Shoto mengusap puncak kepala Momo penuh sayang.

.

.

.

Menyusuri jalan yang ramai, tak lupa dengan tangan yang saling bertautan dengan erat. Tak peduli sedingin apa malam ini. Keduanya akan merasa hangat jika bersama.

"Seperti biasa masakanmu sangat enak." Puji Shoto mengenai makan malam yang dibuat oleh Yaomomo di rumahnya. Jujur saja dia merasa sangat bangga dengan kekasihnya itu. Bahkan sampai membuat keluarganya mengagumi dirinya. Ayahnya yang jarang mengucapkan kata pujian pun, segera memuji masakan Yaomomo.

"Terima kasih, Shouto-kun. Aku tidak menyangka kalau keluarga mu cukup hangat. Tidak seperti yang kau katakan, haha."

Shouto mengangkat bahu, "Yah, aku juga kaget. Kau beruntung bisa merasakan kehangatan itu."

Setelah berjalan cukup jauh, akhirnya keduanya sampai disebuah stasiun. Ini adalah saat terakhir mereka untuk bertemu hari ini.
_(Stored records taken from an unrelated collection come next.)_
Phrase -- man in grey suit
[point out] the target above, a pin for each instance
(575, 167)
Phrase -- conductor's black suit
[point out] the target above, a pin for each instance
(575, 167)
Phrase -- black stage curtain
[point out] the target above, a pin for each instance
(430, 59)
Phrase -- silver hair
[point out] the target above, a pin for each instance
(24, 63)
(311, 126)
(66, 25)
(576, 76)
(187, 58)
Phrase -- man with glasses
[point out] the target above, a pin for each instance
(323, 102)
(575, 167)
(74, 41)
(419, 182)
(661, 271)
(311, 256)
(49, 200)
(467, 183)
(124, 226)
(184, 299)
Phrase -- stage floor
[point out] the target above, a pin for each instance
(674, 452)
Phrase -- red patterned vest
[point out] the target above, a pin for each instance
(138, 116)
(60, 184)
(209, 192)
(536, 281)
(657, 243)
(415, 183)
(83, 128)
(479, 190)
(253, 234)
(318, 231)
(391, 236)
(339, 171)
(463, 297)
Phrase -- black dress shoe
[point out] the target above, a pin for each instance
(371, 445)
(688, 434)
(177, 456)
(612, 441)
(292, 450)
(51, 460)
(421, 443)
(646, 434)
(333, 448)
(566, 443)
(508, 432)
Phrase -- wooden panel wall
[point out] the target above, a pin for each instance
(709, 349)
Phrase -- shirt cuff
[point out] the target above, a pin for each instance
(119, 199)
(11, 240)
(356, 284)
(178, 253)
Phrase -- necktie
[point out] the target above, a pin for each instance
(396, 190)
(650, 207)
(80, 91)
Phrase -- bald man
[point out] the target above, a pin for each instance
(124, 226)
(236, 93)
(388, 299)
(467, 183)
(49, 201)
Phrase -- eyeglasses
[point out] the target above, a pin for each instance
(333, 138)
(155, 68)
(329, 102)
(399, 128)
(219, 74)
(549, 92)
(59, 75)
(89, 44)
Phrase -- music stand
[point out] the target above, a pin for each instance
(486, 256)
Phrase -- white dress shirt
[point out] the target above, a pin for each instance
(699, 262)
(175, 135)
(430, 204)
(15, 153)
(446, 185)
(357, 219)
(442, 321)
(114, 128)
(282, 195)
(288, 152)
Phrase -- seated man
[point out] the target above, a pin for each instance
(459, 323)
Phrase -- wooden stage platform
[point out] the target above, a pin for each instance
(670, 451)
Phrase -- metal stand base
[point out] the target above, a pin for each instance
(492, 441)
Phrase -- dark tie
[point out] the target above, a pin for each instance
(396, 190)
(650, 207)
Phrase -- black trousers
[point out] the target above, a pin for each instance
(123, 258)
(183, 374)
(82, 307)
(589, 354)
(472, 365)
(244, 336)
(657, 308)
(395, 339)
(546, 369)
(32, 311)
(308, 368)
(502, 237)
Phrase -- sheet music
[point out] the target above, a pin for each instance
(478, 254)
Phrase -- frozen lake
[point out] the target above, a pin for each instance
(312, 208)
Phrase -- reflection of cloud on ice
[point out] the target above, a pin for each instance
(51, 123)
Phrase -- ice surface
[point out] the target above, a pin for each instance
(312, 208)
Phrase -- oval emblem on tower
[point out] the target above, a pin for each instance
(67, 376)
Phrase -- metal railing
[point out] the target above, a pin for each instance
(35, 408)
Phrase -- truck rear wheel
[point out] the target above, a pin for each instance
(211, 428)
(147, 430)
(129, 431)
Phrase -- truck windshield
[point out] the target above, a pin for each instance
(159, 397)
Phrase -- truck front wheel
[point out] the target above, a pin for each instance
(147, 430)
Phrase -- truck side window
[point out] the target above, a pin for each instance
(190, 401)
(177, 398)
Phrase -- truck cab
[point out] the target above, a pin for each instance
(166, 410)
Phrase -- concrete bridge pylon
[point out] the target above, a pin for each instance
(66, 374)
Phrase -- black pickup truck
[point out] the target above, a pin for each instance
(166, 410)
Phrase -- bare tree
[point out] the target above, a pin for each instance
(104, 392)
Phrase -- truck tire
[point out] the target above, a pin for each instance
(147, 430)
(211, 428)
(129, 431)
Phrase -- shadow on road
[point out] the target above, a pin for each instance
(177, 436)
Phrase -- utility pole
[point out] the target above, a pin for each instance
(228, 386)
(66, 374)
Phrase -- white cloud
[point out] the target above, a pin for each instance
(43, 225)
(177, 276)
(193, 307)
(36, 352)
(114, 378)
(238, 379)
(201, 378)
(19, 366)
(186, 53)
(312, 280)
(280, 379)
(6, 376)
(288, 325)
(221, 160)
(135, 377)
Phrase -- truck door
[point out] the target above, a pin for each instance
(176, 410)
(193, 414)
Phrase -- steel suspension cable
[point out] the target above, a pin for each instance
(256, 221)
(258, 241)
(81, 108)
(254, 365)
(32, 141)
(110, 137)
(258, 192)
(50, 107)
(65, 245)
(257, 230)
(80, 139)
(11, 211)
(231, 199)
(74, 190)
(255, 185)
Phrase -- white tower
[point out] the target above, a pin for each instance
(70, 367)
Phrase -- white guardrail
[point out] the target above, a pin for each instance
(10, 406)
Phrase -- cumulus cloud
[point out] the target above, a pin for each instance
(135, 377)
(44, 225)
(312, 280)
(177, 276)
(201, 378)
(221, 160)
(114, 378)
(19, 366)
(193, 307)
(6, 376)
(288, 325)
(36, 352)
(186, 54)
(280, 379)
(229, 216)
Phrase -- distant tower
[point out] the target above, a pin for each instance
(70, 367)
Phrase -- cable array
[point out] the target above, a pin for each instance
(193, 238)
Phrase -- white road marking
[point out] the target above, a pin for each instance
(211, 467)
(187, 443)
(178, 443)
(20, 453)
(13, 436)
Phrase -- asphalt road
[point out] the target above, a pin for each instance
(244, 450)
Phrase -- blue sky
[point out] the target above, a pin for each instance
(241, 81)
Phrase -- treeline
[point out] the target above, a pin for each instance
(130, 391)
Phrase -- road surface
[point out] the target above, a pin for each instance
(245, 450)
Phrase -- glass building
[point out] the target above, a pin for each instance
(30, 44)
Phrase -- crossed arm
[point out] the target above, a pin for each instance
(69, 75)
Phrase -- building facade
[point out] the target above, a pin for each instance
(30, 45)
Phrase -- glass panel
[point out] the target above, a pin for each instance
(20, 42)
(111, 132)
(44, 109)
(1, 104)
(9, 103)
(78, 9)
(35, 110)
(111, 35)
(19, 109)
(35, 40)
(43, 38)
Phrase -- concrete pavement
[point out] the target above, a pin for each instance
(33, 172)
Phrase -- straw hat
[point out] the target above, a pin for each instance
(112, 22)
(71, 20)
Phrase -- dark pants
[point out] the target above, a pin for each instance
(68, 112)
"Terima kasih sudah mengantarku, Shouto-kun. Sebaiknya kau segera kembali atau ini akan semakin malam. Tolong hati-hati dijalan dan jangan lupa untuk menghangatkan dirimu." Petuah Yaomomo kembali keluar dengan lancar. Shouto hanya tersenyum tipis lalu mengangguk.

"Kau harus melakukannya, ok? Aku khawatir kau jadi sakit. Karena besok kau harus bekerja dan—."

"tidak ada pelukan?." Memotong ucapan kekasihnya yang terlihat khawatir meskipun tidak perlu bagi Shouto karena dia memang akan berusaha sekuat tenaga untuk tidak membuat kekasihnya itu khawatir. Ia pun merentangkan tangannya. Berharap sebuah pelukan.

Yaomomo yang sempat lupa kebiasaan Shouto sebelum berpisah, segera tertawa kecil dan memeluknya dengan erat.

"sampai jumpa"

.

.

.

TBC

Akhirnya chapter satu ini selesai juga. Apa ini bisa disebut alur maju-mundur? Ah, entahlah, saya lupa. Maaf, nilai bahasa Indonesia memang cukup payah. (huh?).

Terimakasih telah membaca sampai akhir, saya sakan berusaha secepatnya untuk melanjutkan ke chapter selanjutnya. Dan saya meminta maaf atas segala kekurangan dalam cerita ini.